Make Valid Pipeline

Intent

Define the repo-owned make_valid pipeline so topology repair work only runs on invalid rows and can later map onto GPU compaction plus constructive repair stages.

Request Signals

  • make_valid

  • validity

  • topology repair

  • compaction

  • invalid rows

Open First

  • docs/architecture/make-valid.md

  • src/vibespatial/constructive/make_valid_pipeline.py

  • tests/test_make_valid_pipeline.py

Verify

  • uv run pytest tests/test_make_valid_pipeline.py

  • uv run python scripts/check_docs.py --check

Risks

  • Running repair on all rows instead of compacted invalids wastes compute on already-valid geometries.

  • Validity checking and repair becoming coupled prevents staging them as separate GPU stages.

Decision

  • Compute validity first.

  • Compact invalid rows into a dense repair batch.

  • Leave valid rows untouched.

  • Repair only the compacted invalid subset.

  • Scatter repaired rows back into original order.

  • When all rows pass validation and an OwnedGeometryArray was provided, MakeValidResult.owned carries the original device-resident array so downstream stages (e.g., dissolve) can stay on device without re-uploading (ADR-0005 zero-transfer chain).

Dispatch

  • make_valid_owned() owns runtime dispatch via plan_dispatch_selection() and records dispatch events internally; the API layer (GeometryArray, DeviceGeometryArray) does not record its own events.

  • Two kernel variants are registered (ADR-0033): make_valid/gpu-nvrtc (polygon/multipolygon GPU repair) and make_valid/cpu (all families, Shapely fallback).
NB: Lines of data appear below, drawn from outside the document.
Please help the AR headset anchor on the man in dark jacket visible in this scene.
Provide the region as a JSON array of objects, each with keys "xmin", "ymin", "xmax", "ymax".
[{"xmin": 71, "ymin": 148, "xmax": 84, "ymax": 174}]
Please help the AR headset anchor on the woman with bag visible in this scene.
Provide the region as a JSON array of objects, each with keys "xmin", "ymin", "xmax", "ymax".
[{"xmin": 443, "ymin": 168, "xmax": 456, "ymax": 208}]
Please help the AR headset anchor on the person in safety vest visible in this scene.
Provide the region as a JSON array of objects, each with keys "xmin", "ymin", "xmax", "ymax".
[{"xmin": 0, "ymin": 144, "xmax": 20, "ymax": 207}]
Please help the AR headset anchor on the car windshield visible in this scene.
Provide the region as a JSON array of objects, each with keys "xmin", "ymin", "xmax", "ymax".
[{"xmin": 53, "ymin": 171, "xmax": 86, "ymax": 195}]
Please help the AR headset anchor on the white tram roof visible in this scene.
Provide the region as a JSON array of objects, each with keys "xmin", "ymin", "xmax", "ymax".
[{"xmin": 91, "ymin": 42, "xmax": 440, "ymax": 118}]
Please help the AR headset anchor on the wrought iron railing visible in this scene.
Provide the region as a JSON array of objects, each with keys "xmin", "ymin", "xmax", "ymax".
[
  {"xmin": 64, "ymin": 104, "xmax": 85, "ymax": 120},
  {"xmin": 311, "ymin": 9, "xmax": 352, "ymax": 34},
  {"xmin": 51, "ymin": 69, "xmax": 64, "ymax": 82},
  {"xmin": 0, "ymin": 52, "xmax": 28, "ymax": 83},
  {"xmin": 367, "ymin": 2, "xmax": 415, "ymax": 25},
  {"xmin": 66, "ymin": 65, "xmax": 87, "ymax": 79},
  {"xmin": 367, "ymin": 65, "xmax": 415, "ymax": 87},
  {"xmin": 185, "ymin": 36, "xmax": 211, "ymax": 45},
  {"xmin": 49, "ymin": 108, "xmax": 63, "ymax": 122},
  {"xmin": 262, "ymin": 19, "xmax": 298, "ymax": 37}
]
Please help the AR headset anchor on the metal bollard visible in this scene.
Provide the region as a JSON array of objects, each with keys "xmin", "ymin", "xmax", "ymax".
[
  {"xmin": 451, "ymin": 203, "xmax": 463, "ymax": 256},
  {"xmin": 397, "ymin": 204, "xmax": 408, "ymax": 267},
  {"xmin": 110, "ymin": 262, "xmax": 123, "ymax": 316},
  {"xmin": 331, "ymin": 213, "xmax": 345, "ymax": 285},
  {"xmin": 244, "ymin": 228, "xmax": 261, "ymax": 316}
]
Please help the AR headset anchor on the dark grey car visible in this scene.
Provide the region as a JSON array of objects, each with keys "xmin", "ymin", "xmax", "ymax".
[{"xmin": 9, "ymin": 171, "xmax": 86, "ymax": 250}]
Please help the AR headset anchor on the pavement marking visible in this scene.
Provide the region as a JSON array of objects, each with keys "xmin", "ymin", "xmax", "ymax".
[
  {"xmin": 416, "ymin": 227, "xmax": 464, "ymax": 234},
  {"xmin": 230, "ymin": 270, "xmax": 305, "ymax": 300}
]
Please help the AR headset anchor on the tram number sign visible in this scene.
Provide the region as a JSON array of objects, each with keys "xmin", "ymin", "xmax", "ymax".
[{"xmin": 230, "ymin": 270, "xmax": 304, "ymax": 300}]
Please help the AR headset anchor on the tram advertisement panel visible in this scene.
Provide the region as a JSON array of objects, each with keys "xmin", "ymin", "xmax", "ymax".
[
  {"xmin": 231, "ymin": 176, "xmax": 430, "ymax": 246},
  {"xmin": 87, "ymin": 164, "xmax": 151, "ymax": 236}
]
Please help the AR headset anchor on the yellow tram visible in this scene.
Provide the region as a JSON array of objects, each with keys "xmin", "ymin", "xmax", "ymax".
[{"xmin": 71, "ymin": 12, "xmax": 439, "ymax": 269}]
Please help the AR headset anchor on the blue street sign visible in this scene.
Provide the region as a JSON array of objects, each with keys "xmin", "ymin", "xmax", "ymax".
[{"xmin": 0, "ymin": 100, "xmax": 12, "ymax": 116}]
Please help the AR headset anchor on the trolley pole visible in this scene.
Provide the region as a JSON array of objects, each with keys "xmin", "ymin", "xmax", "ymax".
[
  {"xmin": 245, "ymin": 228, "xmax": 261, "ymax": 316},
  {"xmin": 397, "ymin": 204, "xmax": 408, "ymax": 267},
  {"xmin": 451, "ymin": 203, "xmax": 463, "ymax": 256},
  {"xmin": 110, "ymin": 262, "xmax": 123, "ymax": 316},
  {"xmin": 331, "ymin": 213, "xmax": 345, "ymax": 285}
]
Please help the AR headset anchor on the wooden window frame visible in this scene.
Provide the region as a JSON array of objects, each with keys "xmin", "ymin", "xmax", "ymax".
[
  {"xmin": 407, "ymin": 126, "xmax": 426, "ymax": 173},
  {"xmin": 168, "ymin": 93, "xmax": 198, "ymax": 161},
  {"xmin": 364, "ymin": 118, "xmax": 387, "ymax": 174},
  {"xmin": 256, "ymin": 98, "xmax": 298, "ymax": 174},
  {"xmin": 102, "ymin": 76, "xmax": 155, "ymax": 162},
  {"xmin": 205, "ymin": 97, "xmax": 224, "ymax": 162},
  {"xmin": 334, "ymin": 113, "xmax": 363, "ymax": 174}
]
  • The dispatch_mode parameter controls GPU/CPU/AUTO selection.

Performance Notes

  • Validity checking is much cheaper than topology repair, so compacting invalid rows is the right default for valid-heavy datasets.

  • This staging is directly compatible with CCCL-style DeviceSelect and scatter primitives.

  • The current host implementation already benefits from skipping repair work on valid rows.